Uglification puts the onus of healing and survival on those of us who’ve experienced the harm, while pressuring us to act like we are imperviousness to the abuse, injustice, and pain we have experienced. We are encouraged to be strong, to compassionately intellectualize why people are cruel, and to move past the impacts of that hurt while lifting ourselves up. We do this all even though we have learned to give up hope and expectation that perpetrators of uglification will change their behaviors, or that community members, school boards, and policy/law makers creating cultural and structural shifts will systemically facilitate those changes.

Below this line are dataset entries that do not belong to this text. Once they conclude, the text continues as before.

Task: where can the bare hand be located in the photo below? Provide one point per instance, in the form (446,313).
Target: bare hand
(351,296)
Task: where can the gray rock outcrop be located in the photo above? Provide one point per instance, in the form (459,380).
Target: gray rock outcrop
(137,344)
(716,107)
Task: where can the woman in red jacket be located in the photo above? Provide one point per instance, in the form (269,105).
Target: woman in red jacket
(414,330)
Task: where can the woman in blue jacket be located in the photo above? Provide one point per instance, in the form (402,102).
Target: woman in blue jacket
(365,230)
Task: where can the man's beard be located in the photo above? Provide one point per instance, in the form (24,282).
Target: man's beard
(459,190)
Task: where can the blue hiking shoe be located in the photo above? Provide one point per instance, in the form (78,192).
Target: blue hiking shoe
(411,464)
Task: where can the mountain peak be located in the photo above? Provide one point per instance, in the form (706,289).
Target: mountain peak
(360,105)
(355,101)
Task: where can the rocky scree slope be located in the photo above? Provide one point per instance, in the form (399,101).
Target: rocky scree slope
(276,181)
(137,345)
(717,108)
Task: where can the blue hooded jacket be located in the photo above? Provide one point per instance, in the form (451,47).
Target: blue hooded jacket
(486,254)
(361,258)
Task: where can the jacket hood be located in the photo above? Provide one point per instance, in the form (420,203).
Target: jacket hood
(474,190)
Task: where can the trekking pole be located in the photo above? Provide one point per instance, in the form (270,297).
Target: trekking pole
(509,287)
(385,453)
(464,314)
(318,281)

As a bullied or formerly bullied person, how many times have you heard “that’s just the way things are, get over it” from a loved one, instead of them collaborating with you to find solutions for how to make it better, or them simply affirming the fact that you deserve better protection and better treatment? What about “you need to heal and move on with your life” without anyone actually supporting you through the process of healing in tangible and hands-on ways? Then there is my favorite, “ignore them, they are just jealous of you,” in which a person subliminally asks you to prioritize compassion for the people who hurt you by imagining yourself as being better than them for not being jealous and having something they don’t have. These folks are suggesting that you respond to uglification with further uglification, not offering you protection and healing from uglification.

When I was a bullied child, I rarely experienced my teachers or school counselors talking to my classmates about the bullying I was experiencing. Instead, I—a Black girl child in a world where Black children are frequently groomed for incarceration via the school-to-prison pipeline—was told to stand up for myself, to start fighting back, to stop being so sensitive, to not be such a crybaby.